Page MenuHomePhabricator

DBQ-189 firsttime contributors to DEWIKI in June
Closed, ResolvedPublic

Description

This issue was converted from https://jira.toolserver.org/browse/DBQ-189.
Summary: firsttime contributors to DEWIKI in June
Issue type: Task - A task that needs to be done.
Priority: Major
Status: Done
Assignee: Hoo man <hoo@online.de>


From: Gregor Martynus <gregor@martynus.net>

Date: Mon, 02 Jul 2012 19:03:53

I'd need 3 things for a study of a friend of mine:

  1. users that manually signed up in 2012 and have not been blocked.
  2. All pages
  3. revisions by the users from 1.

As a Sidenode, could I have a SQL dump of a small wikipedia like simple.wikipedia.org so I can build and test the queries myself, so you don't have to? Tables: user (without sensitive columns of course), ipblocks, logging, revision, page.

Could anybody run these queries against DE wiki and send me the results? I think the SQL queries should look like this:

-- Users that manually signed up in 2012, flagged if they have been blockd

SELECT
  user_id,
  user_name,
  log_timestamp AS signed_up_at
  ipb_timestamp AS blocked_at
FROM
  user
LEFT JOIN logging  ON user_id = log_user
LEFT JOIN ipblocks ON user_id = ipb_user
WHERE type = 'new_users' 
  AND action = 'create'
  AND log_timestamp > "2012";

-- all pages
SELECT
  page_id,
  page_name,
  page_namespace,
  page_is_redirect,
FROM
  page;

-- revisions from 2012
SELECT
  rev_id,
  rev_page,
  rev_comment,
  rev_deleted,
  rev_user,
  rev_timestamp
FROM
  revision
WHERE
  rev_timestamp > "2012";




-- THANKS A LOT

Version: unspecified
Severity: major

Details

Reference
bz59472

Event Timeline

bzimport raised the priority of this task from to Needs Triage.Nov 22 2014, 2:33 AM
bzimport set Reference to bz59472.

From: Hoo man <hoo@online.de>

Date: Mon, 02 Jul 2012 19:25:43

Ok, I got a few questions regarding this ticket:
First of all, is it ok, if I exclude users which are blocked? There might be privacy issues with the names etc. Same goes for deleted revisions in 3.
Then for the third, is it ok, if it only includes the users from 1? As your query doesn't do this atm.
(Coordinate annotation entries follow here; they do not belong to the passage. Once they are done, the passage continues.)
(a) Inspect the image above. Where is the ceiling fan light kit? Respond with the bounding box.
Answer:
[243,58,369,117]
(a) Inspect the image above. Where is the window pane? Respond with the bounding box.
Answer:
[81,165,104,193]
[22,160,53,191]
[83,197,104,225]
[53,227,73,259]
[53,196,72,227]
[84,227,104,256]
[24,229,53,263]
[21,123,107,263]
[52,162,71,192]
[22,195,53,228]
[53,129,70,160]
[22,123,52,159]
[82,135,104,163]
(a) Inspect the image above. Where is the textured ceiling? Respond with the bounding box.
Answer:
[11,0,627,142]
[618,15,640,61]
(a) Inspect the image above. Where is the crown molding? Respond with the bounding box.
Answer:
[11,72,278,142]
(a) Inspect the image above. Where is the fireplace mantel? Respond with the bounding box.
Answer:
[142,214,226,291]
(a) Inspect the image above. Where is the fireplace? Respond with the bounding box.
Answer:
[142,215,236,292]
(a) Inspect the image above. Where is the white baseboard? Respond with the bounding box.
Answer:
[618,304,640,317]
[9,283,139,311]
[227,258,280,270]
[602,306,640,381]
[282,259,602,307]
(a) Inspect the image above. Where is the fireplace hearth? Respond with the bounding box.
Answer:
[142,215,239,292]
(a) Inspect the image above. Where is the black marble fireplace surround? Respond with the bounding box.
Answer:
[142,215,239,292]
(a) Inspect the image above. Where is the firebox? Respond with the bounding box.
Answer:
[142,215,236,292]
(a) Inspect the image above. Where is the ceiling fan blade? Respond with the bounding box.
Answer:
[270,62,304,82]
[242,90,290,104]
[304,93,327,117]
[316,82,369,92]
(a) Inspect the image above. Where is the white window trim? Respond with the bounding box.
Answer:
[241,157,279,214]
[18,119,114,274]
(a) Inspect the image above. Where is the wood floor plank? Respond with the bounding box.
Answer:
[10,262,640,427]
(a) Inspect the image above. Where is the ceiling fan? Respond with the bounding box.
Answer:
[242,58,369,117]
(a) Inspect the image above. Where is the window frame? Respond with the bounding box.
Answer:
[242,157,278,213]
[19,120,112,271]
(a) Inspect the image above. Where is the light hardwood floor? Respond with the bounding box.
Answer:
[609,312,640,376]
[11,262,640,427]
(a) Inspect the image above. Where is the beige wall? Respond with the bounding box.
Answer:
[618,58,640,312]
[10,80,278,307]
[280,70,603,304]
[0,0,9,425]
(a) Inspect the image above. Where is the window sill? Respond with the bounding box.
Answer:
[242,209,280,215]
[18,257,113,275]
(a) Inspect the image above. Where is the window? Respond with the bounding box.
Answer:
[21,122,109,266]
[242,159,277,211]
Finally, no I can't dump simplewiki_p (alone the revision database will have several GiB, I guess), I'll just write the queries myself, as they are rather trivial and that should be faster for me than dumping a wiki.


From: Gregor Martynus <gregor@martynus.net>

Date: Mon, 02 Jul 2012 19:56:44

thanks a lot for your quick response!

First of all, is it ok, if I exclude users which are blocked? There might be privacy issues with the names etc. Same goes for deleted revisions in 3.

Yes, sure, you can exclude users that are blocked and revisions that have been deleted.

Then for the third, is it ok, if it only includes the users from 1? As your query doesn't do this atm.

Absolutely, actually I'd prefer that, I just didn't want to make the query to complex.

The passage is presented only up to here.